Cette évolution n'est pas théorique. Une mauvaise gestion peut coûter cher à l'entreprise.
- Un risque financier : un salarié en arrêt longue durée peut revenir avec un stock important de congés payés. Si le contrat s'arrête avant que ces jours soient pris, l'entreprise devra verser une indemnité compensatrice parfois élevée.
- Un risque prud'homal : si l'employeur n'a pas correctement informé le salarié, n'a pas suivi les reports ou a mal calculé les droits, il s'expose à une contestation devant le conseil de prud'hommes.
- Un risque organisationnel : le retour d'un salarié après un long arrêt peut perturber les plannings si un volume important de congés doit être pris rapidement.
- Un risque de gestion RH : les managers qui ne maîtrisent pas ces nouvelles règles peuvent faire de mauvais arbitrages, refuser à tort des congés ou transmettre des informations inexactes.
Quelles bonnes pratiques mettre en place en entreprise ?
Pour sécuriser la gestion des congés payés pendant un arrêt maladie, plusieurs réflexes sont utiles.
Mettre à jour les procédures internes
Les anciennes pratiques ne sont plus suffisantes. Il faut intégrer les nouvelles règles dans :
- les procédures RH ;
- les supports d'accueil ;
- les documents internes ;
- les paramétrages de paie et de gestion des absences.

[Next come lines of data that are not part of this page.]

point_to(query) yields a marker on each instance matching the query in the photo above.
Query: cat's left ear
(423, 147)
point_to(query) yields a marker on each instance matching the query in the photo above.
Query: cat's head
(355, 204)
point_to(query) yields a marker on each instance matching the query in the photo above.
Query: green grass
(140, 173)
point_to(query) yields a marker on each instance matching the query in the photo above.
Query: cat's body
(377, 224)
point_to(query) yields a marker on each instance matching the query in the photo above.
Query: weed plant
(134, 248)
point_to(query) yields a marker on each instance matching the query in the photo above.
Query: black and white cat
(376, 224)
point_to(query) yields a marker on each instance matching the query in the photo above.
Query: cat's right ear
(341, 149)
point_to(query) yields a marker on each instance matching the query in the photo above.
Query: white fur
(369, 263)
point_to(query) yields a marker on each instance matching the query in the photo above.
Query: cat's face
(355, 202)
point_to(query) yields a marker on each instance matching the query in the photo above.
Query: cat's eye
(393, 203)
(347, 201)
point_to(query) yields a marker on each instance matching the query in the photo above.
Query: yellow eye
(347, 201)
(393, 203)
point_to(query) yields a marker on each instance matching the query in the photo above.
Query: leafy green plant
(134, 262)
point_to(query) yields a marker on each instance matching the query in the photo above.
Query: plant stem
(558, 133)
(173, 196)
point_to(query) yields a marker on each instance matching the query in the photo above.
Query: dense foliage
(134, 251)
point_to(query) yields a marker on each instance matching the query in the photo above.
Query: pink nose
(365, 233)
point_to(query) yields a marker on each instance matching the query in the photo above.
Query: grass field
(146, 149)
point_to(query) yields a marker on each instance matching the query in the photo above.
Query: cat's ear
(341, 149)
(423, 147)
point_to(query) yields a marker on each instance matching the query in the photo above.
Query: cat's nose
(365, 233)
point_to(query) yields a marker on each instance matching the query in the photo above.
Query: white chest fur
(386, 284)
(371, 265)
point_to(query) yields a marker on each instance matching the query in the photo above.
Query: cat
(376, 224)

Il est utile de tenir un tableau ou un outil de suivi pour identifier :
- la durée des arrêts ;
- les droits acquis ;
- les congés reportés ;
- les dates limites de prise.
Ce suivi est essentiel dès qu'un salarié en arrêt maladie continue à accumuler des droits ou peut réclamer les congés qu'il n'a pas pu prendre.

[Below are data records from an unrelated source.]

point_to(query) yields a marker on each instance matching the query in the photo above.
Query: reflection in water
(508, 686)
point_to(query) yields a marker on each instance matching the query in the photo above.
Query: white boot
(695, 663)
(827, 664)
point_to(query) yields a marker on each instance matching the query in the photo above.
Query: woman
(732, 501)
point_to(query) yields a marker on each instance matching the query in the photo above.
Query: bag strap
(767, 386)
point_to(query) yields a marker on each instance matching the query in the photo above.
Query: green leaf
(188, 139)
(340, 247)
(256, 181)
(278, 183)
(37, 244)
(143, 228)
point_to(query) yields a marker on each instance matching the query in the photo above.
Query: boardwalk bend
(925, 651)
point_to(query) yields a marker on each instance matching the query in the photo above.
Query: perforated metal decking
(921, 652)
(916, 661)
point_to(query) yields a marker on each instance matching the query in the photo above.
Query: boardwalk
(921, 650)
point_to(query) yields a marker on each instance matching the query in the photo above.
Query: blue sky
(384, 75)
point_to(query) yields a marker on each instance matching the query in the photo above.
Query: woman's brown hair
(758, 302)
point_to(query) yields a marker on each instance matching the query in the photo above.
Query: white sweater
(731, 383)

Informer le salarié par écrit au retour
C'est indispensable. Il faut formaliser :
- le nombre de jours disponibles ;
- le délai pour les poser.
Garder une traçabilité complète
En cas de contrôle ou de litige, ce qui compte, ce n'est pas seulement ce qui a été fait, mais ce qui peut être prouvé.
Il faut donc conserver :
- les emails ;
- les courriers ;
- les propositions de congés ;
- les réponses du salarié ;
- les justificatifs de transmission.
Ce que doivent retenir les salariés
Pour un salarié, les bons réflexes sont les suivants :
- transmettre rapidement son arrêt maladie à l'employeur ;
- vérifier son compteur de congés après la reprise ;
- demander par écrit le détail des droits acquis et reportés ;
- conserver tous les documents utiles.
La gestion de cette nouvelle loi dans le cadre du portage salarial
La nouvelle règle pose un vrai problème en portage salarial. En effet, une entreprise de portage procède de l'une des deux manières suivantes :
- soit elle verse les congés payés chaque mois sous forme d'indemnités compensatrices ;
- soit elle provisionne les congés payés et verse une indemnité quand ceux-ci sont posés par le salarié porté.

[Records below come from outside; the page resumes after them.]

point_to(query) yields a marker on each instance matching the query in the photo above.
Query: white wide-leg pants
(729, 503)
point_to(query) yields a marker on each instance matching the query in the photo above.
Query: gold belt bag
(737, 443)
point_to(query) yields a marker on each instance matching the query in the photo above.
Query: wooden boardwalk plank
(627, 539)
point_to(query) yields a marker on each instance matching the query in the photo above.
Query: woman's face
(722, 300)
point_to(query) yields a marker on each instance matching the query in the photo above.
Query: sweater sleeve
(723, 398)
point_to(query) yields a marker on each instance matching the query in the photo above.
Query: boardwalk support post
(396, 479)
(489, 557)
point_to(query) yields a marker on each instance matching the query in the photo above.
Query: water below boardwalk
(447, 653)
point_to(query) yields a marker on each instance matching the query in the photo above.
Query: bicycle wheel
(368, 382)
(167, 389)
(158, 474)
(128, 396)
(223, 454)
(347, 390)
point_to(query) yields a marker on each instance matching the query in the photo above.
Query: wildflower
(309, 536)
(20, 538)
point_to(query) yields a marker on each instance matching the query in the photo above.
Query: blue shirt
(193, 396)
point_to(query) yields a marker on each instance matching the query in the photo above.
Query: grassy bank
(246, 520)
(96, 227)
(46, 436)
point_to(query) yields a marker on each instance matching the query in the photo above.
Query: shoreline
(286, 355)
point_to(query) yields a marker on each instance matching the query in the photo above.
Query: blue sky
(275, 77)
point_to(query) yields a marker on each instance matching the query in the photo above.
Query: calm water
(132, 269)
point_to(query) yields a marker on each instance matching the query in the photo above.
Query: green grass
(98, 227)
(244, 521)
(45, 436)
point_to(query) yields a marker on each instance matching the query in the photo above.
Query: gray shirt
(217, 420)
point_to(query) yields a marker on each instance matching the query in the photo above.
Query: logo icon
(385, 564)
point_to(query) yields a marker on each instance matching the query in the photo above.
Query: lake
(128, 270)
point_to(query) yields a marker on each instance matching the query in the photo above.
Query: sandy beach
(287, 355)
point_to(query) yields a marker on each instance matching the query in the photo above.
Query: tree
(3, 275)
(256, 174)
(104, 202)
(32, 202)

Dans l'un ou l'autre cas, la somme liée à ces congés payés est déduite du compte d'activité du salarié porté.
Le problème est que les congés payés acquis au cours de l'arrêt maladie n'ont pas été préalablement provisionnés.
Une régularisation doit donc intervenir à l'issue de l'arrêt maladie pour provisionner les droits acquis sur le compte d'activité du salarié porté.